WTO is an international institution that oversees the rules for global trade among 164 member countries and 25 observer countries and governments. Countries of the global south should initiate reforms in the flawed agreements instead of leaving the multilateral trading system. Developing countries should explore available options which could provide potential solutions to revive DSM.
India’s experiences on bilateral trade agreements (BTAs) are not encouraging. India and South Korea entered into a Comprehensive Economic Partnership Agreement (CEPA) in 2009. For 2023, India’s exports to South Korea amounted to USD 6.286 billion, marking a 16.61 per cent decrease annually, while imports from South Korea reached USD 21.361 billion, showing a 3.19 per cent annual increase. Another CEPA with Japan, in 2011, aiming to mitigate the trade imbalance with Tokyo also failed to achieve its stated objectives. In 2023 India’s imports from Japan totalled USD 17.506 billion while exports to Japan amounted to USD 5.084 billion. Since 2010-11, Japan’s exports to India have doubled from USD 8.62 billion, whereas India’s exports to Japan have remained relatively stagnant.

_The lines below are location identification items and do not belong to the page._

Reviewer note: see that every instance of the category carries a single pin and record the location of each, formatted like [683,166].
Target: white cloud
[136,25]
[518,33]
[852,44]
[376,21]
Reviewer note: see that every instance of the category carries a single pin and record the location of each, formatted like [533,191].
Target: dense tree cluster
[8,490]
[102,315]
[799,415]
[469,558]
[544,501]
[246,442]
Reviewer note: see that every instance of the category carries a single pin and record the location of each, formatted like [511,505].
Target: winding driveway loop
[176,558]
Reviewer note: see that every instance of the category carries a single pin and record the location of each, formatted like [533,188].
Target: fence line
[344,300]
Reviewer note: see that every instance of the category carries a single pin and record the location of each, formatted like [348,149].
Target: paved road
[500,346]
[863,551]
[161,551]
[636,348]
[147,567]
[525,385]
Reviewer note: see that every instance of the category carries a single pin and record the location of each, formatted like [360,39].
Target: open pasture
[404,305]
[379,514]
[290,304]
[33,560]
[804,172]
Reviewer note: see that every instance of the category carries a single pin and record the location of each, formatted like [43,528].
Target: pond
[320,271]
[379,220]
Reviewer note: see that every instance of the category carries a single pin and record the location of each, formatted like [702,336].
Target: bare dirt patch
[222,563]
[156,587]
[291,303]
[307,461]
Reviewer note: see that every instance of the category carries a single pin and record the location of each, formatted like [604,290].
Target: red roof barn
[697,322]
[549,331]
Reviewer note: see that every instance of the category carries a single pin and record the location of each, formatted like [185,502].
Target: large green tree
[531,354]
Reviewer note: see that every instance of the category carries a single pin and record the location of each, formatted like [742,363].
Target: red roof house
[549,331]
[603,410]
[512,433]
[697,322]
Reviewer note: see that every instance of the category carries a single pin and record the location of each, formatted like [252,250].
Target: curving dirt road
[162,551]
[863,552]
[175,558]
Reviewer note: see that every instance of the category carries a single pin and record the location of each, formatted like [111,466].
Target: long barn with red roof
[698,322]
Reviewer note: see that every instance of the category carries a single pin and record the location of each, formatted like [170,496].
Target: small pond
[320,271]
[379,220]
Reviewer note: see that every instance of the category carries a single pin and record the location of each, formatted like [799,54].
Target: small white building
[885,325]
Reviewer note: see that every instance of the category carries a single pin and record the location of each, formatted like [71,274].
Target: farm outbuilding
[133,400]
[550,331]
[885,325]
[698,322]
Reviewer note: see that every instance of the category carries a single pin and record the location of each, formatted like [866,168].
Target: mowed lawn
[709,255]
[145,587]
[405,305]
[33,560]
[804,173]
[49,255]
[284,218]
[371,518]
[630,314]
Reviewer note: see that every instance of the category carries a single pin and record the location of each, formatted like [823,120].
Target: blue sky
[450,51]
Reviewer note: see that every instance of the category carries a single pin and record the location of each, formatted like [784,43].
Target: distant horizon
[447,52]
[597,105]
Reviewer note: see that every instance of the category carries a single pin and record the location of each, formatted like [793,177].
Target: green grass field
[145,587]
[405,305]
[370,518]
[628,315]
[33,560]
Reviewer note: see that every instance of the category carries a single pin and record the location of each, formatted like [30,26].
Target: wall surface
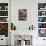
[32,14]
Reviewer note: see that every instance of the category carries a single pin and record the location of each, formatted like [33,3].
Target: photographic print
[22,14]
[42,33]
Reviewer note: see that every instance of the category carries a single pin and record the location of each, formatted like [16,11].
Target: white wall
[31,7]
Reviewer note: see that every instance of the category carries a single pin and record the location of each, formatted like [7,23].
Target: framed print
[22,14]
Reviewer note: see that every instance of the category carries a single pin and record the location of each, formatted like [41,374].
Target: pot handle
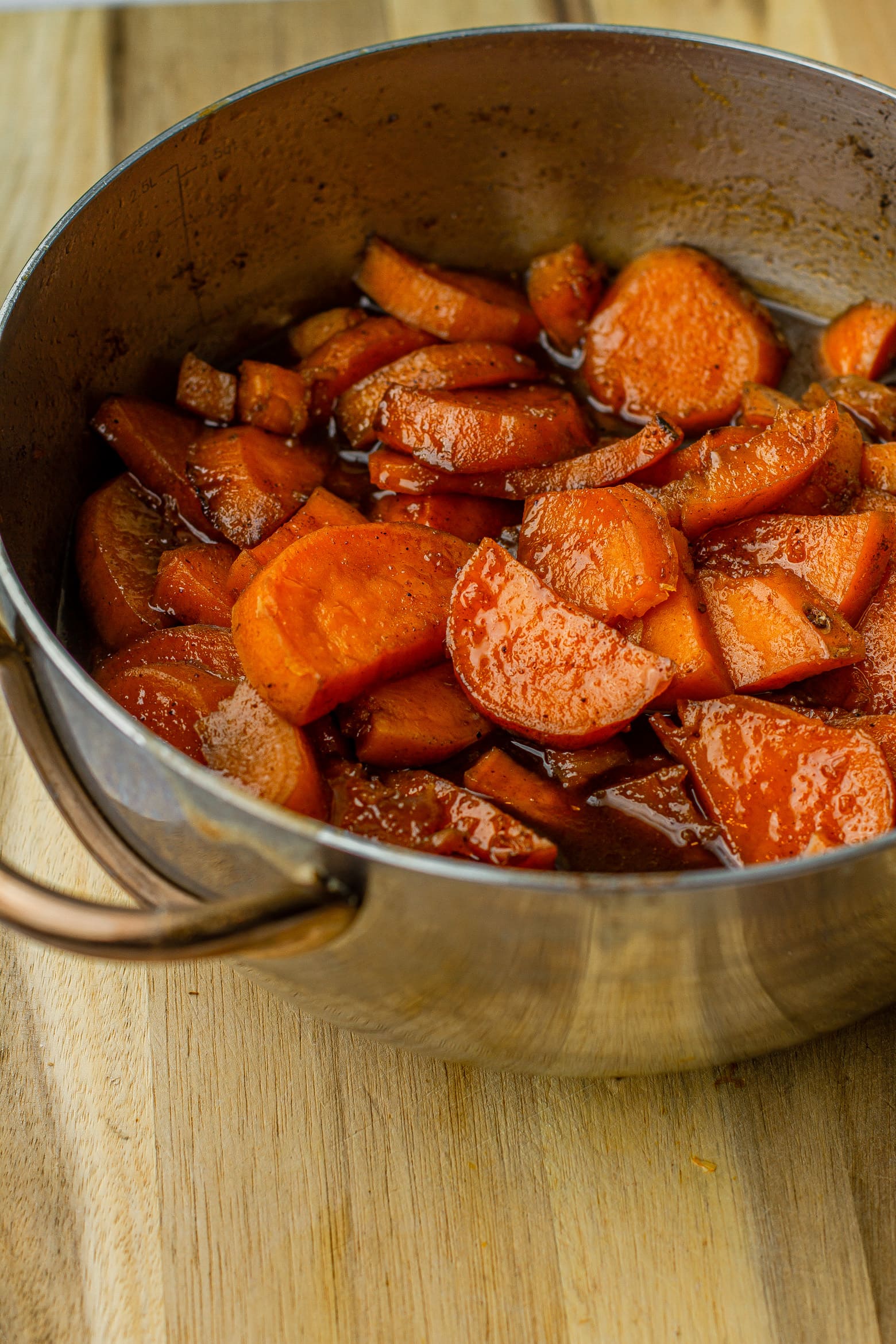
[308,916]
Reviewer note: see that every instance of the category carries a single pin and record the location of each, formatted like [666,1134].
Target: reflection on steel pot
[474,149]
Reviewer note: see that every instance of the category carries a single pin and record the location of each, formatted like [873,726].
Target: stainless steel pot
[476,149]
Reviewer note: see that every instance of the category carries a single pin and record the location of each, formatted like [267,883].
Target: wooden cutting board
[183,1160]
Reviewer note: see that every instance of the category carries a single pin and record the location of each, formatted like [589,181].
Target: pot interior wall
[477,151]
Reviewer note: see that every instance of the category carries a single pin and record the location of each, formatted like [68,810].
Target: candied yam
[354,354]
[191,584]
[272,398]
[155,443]
[204,646]
[250,483]
[450,304]
[778,784]
[168,699]
[253,746]
[563,289]
[482,430]
[862,341]
[206,392]
[844,557]
[539,667]
[736,483]
[308,337]
[759,405]
[679,334]
[435,367]
[417,721]
[464,516]
[418,811]
[343,609]
[774,628]
[120,539]
[879,467]
[680,629]
[608,551]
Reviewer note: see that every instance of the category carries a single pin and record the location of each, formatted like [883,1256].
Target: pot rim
[324,833]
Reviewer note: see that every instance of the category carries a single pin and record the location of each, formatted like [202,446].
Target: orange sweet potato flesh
[273,398]
[120,539]
[482,430]
[354,354]
[308,337]
[249,744]
[608,551]
[437,367]
[250,483]
[344,609]
[679,334]
[464,516]
[778,784]
[393,471]
[539,667]
[203,646]
[563,289]
[191,584]
[862,341]
[680,629]
[155,444]
[320,510]
[844,558]
[418,811]
[774,628]
[417,721]
[168,699]
[206,392]
[752,479]
[450,304]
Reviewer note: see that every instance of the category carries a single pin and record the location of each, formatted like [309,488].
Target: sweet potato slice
[191,584]
[418,811]
[308,337]
[206,392]
[679,334]
[417,721]
[253,746]
[250,483]
[647,824]
[608,551]
[203,646]
[343,609]
[435,367]
[273,398]
[754,479]
[464,516]
[354,354]
[482,430]
[778,784]
[774,628]
[680,629]
[563,289]
[450,304]
[862,341]
[844,558]
[155,443]
[539,667]
[168,699]
[606,465]
[120,539]
[320,510]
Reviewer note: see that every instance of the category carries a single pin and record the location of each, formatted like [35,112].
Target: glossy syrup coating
[829,785]
[538,666]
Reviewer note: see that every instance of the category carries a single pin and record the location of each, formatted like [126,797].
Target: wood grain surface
[183,1160]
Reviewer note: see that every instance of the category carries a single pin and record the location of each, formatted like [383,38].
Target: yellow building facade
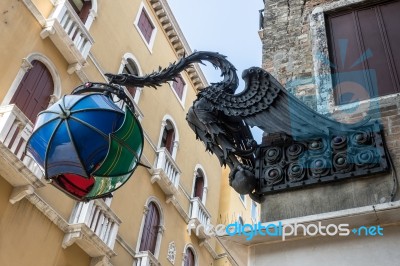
[72,42]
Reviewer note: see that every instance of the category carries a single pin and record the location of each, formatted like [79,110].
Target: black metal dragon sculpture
[222,119]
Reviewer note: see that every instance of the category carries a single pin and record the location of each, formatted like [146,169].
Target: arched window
[34,90]
[131,68]
[190,259]
[151,229]
[168,137]
[199,185]
[82,8]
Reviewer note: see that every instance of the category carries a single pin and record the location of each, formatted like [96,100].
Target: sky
[229,27]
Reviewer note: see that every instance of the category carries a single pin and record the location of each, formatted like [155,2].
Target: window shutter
[34,90]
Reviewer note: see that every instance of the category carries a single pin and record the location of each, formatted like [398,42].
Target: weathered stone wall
[289,54]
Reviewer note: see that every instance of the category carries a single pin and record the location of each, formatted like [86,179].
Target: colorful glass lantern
[85,144]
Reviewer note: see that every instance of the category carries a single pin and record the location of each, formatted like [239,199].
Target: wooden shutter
[364,47]
[82,8]
[168,138]
[150,229]
[34,90]
[178,86]
[130,68]
[145,26]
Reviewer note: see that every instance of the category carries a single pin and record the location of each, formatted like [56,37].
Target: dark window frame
[377,74]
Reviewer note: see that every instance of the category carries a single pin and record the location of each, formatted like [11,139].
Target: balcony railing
[145,258]
[15,129]
[94,227]
[166,172]
[199,216]
[69,35]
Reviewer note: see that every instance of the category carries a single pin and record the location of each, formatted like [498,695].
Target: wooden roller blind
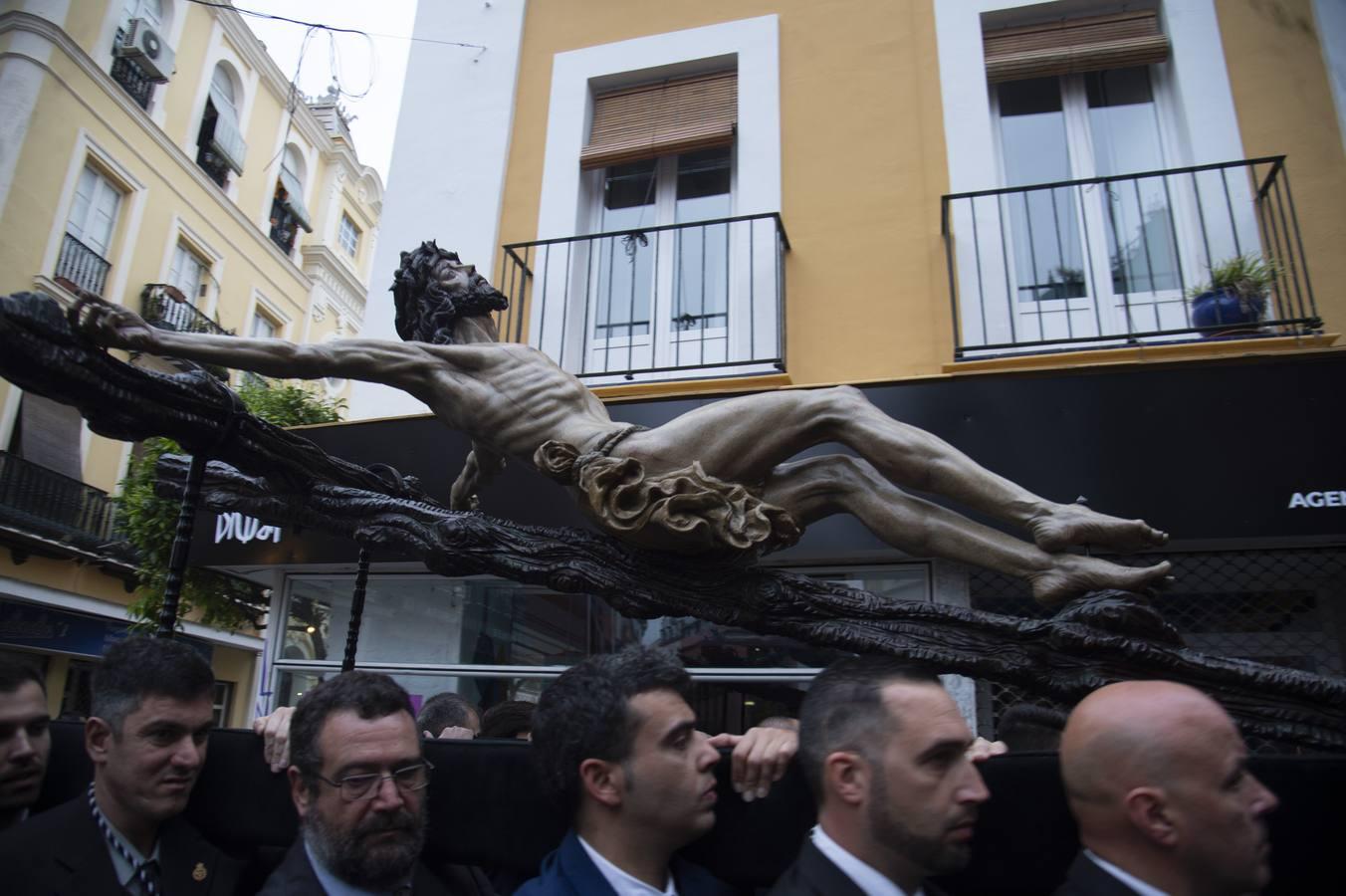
[662,118]
[1074,45]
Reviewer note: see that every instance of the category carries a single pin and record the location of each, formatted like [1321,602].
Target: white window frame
[85,151]
[342,226]
[213,274]
[245,93]
[104,190]
[1192,95]
[569,195]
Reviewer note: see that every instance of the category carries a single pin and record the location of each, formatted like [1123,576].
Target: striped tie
[147,872]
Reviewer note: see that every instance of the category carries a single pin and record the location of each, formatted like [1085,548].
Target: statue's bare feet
[1067,525]
[1071,574]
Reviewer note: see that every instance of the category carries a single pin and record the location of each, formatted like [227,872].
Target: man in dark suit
[886,754]
[1157,777]
[358,782]
[152,709]
[25,739]
[616,740]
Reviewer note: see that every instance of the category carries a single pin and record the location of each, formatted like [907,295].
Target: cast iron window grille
[1109,261]
[283,226]
[83,267]
[672,302]
[45,505]
[164,307]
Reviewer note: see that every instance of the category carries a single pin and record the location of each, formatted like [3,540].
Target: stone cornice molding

In 2013, China initiated an alternative global trade system in the name of Bridge and Road Initiative—the 21st century Silk Road. As of December 2023, over 150 countries, including China, had signed documents to join China’s Belt and Road Initiative (BRI). Should the USA ditch WTO, BRI may emerge as an alternative multilateral trading organisation replacing WTO. For its benefit, India should join BRI and the Modi government must improve ties with China.